Semiconductor-based devices make our modern information technology society possible, and are playing a fast-increasing role in energy and lighting. This six lecture series provides a brief introduction to the principle materials properties that make semiconductors useful for electrical and optical devices. This introduction includes some modern devices, nanometer scale field effect transistors (MOSFETS), and diode lasers for communication networks.

Instructor
Mark Miller (mark.miller@utah.edu)
Office: 314 EMRO. Phone: 587-7718
Office hours: WH 1:30 – 2:30



Texts
The several supplementary texts given below cover a number of areas in semiconductor materials, physics, and devices. These texts may be of interest for students who want to look more deeply into a given area.
  • Semiconductor Devices – Physics and Technology, 2nd ed., by S. M. Sze, Wiley (2002).
    This text, used for the Semiconductor Device Physics course, ECE/MSE5201 and 5211, covers the device physics basics well, applies them to a variety of the most important devices, and gives a good overview of semiconductor fabrication technologies.
  • Fundamentals of Modern VLSI Devices, by Yuan Taur and Tak H. Ning, Cambridge (1998).
    This text, used for the Semiconductor Device Engineering course, ECE/MSE5202 and 5212, looks more closely at issues important for emerging devices, MOSFETs and bipolar transistors, use in integrated circuits.
  • Physical Properties of Semiconductors, by C. M. Wolfe, N. Holonyak, Jr., and G. E. Stillman, Printice Hall (1989).
    This quantum-mechanics based text covers the optical, electrical, thermal, and mechanical properties of semiconductors.
  • Fundamentals of Semiconductors — Physics and Materials Properties, by P. Y. Yu and M. Cardona, Springer (2001).
    This QM based text has good general coverage, and is especially good for the optical properties of semiconductors.
  • Semiconductor Transport, by D. K. Ferry (2000).
    This QM based text emphasizes electronic transport and electrical properties.
  • Electronic Transport in Mesoscopic Systems by Supriyo Datta and edited by Haroon Ahmad, Michael Pepper, and Alec Broers
    This text covers the fundamentals of electronic transport through semiconductor nanostructures and molecular electronics.
  • Transport in Nanostructures by David K. Ferry and Stephen Marshall Goodnick, edited by Haroon Ahmad, Michael Pepper, and Alec Broers
    This advanced text emphasizes electronic transport formalism and phenomena in semiconductor nanostructures.

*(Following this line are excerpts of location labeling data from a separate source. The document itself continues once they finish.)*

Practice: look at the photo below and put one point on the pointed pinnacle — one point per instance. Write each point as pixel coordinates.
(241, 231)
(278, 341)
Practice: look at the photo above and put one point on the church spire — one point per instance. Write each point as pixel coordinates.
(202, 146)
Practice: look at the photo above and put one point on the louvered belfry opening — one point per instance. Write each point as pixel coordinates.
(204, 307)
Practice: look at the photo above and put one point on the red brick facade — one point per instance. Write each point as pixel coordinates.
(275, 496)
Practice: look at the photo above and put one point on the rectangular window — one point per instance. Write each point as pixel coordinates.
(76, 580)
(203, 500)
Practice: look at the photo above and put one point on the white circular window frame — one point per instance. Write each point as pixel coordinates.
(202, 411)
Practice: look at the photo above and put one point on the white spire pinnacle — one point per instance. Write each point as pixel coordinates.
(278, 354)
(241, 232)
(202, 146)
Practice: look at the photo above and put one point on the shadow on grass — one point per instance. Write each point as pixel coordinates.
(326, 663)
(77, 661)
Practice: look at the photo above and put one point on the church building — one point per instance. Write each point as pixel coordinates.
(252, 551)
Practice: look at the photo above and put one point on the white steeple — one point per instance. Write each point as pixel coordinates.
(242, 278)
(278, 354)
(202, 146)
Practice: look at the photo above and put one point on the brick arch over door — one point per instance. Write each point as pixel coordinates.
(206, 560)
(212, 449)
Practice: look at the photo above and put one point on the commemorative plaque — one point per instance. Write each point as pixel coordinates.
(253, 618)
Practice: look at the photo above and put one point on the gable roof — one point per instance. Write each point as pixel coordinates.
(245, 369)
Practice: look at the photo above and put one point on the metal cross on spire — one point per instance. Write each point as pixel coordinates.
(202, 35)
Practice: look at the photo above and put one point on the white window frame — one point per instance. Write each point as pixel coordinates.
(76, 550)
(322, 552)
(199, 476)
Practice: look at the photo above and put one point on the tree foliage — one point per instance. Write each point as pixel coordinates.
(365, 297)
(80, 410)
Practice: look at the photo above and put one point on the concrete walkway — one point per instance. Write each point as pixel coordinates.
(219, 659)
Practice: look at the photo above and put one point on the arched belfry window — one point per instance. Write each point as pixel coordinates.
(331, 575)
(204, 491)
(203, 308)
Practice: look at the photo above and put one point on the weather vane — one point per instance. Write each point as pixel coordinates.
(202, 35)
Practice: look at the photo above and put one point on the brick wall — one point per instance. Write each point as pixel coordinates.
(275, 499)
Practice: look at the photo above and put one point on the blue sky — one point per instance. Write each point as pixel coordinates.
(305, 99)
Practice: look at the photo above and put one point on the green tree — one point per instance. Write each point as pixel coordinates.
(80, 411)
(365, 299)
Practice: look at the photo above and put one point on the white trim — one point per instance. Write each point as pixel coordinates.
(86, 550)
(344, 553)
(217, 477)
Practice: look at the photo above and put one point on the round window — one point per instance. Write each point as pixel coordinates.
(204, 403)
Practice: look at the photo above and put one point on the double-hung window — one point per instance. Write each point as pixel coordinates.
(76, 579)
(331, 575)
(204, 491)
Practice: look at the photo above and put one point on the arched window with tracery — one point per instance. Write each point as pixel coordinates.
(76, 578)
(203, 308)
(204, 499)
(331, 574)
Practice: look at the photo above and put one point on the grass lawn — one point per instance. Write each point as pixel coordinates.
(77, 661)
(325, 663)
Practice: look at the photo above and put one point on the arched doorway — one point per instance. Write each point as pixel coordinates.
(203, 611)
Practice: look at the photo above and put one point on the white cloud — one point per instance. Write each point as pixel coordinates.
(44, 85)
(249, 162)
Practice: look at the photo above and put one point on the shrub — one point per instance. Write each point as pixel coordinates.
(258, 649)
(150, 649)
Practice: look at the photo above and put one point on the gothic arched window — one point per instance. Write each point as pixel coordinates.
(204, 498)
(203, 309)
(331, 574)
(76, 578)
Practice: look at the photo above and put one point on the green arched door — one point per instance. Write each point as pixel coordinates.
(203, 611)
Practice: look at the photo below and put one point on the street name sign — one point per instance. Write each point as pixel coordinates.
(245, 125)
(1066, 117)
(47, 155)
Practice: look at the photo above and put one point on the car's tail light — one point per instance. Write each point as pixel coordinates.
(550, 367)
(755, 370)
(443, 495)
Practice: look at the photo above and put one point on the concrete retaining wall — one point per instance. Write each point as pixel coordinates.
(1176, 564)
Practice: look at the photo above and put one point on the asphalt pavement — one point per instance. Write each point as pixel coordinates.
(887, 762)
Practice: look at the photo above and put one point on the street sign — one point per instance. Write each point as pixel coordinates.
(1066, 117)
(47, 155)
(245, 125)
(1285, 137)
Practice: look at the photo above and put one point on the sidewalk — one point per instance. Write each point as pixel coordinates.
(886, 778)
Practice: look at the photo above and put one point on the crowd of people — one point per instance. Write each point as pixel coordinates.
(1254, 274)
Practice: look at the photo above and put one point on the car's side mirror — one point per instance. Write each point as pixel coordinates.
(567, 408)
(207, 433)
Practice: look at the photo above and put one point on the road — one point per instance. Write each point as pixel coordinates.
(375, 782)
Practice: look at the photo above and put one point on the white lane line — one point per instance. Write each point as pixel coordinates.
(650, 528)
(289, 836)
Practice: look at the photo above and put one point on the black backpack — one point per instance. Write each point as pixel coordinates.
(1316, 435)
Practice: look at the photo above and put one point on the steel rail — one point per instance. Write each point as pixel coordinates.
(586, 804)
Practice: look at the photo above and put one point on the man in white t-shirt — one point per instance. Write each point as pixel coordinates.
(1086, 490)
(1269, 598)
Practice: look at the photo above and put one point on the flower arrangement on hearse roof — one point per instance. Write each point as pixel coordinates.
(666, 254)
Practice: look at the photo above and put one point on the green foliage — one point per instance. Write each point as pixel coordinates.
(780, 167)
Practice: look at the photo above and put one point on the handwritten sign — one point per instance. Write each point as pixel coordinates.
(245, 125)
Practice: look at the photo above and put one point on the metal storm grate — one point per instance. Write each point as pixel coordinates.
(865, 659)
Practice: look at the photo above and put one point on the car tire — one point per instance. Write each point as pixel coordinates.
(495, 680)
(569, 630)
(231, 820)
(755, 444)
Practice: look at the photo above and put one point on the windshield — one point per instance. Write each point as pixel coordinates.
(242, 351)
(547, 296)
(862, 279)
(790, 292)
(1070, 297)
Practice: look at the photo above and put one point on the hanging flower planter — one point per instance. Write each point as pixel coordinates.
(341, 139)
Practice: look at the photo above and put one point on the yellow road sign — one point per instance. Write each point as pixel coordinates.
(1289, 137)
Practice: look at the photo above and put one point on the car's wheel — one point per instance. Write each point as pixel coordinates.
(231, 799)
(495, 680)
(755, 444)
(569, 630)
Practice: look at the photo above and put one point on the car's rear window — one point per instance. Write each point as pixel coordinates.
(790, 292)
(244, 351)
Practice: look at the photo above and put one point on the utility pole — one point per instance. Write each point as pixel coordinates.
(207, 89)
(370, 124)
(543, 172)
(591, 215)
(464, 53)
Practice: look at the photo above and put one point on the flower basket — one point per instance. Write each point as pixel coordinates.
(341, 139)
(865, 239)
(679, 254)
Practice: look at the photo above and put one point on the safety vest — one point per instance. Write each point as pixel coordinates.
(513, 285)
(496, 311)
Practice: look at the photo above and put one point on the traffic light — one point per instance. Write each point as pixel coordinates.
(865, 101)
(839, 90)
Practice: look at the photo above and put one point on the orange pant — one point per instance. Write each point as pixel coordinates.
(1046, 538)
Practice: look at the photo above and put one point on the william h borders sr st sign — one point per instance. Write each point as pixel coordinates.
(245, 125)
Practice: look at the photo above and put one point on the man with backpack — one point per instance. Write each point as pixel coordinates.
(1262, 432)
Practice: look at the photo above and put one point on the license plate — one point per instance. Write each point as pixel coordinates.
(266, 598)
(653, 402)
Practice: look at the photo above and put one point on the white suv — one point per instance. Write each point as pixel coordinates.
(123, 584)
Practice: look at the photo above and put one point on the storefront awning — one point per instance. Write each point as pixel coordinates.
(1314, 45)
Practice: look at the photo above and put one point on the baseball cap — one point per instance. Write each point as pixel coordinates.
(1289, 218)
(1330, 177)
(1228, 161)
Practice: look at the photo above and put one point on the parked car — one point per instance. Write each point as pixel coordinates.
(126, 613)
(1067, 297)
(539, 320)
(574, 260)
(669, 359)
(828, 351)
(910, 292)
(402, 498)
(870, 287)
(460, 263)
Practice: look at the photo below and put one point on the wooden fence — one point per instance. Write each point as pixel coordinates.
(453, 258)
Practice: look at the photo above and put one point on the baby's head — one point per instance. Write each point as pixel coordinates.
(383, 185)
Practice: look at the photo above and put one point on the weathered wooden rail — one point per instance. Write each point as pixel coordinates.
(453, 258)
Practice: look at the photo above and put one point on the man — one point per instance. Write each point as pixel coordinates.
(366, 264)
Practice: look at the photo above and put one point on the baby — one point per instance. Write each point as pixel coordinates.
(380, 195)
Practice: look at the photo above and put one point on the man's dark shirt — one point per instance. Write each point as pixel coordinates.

Lectures MWF, 2:00 - 2:50, EMRL 241

lecture
and links 		topics and activities
1. Introduction and overview. Materials, properties, devices.
2. Heterostructures and bandgap engineering.
3. Heterostructures. Semiconductor nanostructures.
4. Semiconductor crystal growth. Epitaxy. Organic semiconductors.
5. Scaled MOSFETS for integrated circuits.
6. Optoelectronic devices: Diode lasers.

Homework
Exam
The semiconductor final exam problem (pdf, 26 kB), asks for the design of a semiconductor heterostructure that has a particular internal quasi-electric field.
A paper that may be useful, discussed in Lecture 3, is Empirical fit to band discontiuities and barrier heights in III-V alloy systems (pdf, 404 kB).